Многообещающе! Я скользнула в проем.
Между двумя кирпичными стенами валялся мусор и битое стекло. Очень странно! Однако взобраться наверх ничего не стоит. Прижавшись спиной к одной стене, я уперлась руками и ногами в стену храма Чернокрова.
Теперь я поняла, почему в храме нет окон. Их просто некуда врезать, кроме крыши! Добравшись до металлических водосточных труб, я все же увидела окна под самой крышей. За ними внутри виднелись хоры.
Я попыталась представить, высоко ли отсюда падать. Локтей тридцать — если не считать ступеней, которые ведут ко входу. Правда, с потолочных балок свисают полотнища знамен; за них можно будет ухватиться.
Почти все окна были приоткрыты — наверное, из-за летней жары. Посеребренные деревянные рамы были покрыты пятнами гнили. Давным-давно никто их не красил. Мне предстояло открыть окно, не разбив стекла. Я не хотела привлекать к себе лишнее внимание.

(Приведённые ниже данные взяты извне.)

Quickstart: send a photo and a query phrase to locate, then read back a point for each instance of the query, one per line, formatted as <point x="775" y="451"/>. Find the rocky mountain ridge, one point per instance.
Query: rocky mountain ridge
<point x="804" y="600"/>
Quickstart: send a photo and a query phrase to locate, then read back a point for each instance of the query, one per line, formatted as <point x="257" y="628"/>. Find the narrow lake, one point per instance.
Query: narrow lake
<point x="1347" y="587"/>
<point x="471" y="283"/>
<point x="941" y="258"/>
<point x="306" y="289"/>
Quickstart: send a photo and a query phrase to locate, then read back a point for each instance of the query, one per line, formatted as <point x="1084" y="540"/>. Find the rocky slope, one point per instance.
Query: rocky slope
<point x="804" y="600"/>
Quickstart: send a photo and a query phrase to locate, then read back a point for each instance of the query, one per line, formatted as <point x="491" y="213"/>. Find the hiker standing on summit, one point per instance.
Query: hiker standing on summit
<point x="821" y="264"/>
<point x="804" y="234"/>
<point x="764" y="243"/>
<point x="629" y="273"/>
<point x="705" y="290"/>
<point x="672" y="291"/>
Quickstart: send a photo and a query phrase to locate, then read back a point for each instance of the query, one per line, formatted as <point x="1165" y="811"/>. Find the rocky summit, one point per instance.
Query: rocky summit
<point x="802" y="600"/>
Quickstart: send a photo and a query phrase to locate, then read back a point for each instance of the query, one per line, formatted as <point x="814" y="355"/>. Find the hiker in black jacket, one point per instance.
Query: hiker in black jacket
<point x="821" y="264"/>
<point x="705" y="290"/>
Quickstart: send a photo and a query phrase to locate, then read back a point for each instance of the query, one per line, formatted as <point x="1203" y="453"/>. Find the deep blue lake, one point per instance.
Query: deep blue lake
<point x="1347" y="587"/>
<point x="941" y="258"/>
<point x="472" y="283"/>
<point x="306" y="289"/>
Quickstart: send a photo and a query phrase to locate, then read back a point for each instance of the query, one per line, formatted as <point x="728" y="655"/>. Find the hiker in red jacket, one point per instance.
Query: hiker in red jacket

Мысленно извинившись перед древними строителями, я всунула лезвие ножа между окном и рамой. Все забито! Я осторожно перебралась к следующему окну. То же самое! Лишь пятое окно не было наглухо забито изнутри.
Раму пришлось выламывать медленно и осторожно. Петли оказались крепкими — древние строители работали на совесть, — и все же мне удалось выворотить их. Испачкавшись ржавчиной и выругавшись про себя, я потянула раму. Мне не нужно было совсем вынимать ее; достаточно небольшой щели. Убрав нож и поставив колокольчик на карниз, я осторожно толкнула раму, соображая, что делать дальше.
Протиснувшись внутрь, я поползла по толстой балке. Опустив голову, увидела прямо под собой трех мужчин в обычной одежде. Они стояли рядом с большим ртутным бассейном и о чем-то спорили.
Я тихо втащила внутрь колокольчик, прикрыла за собой окно и снова посмотрела вниз. Спорщики задрали головы и смотрели на меня. Один сжимал в руке пистолет; его спутники не были вооружены. Они быстро соображали, как со мной поступить.
Что ж, сейчас или никогда! Я швырнула колокольчик в бассейн и, выставив вперед нож, прыгнула на того, что с пистолетом.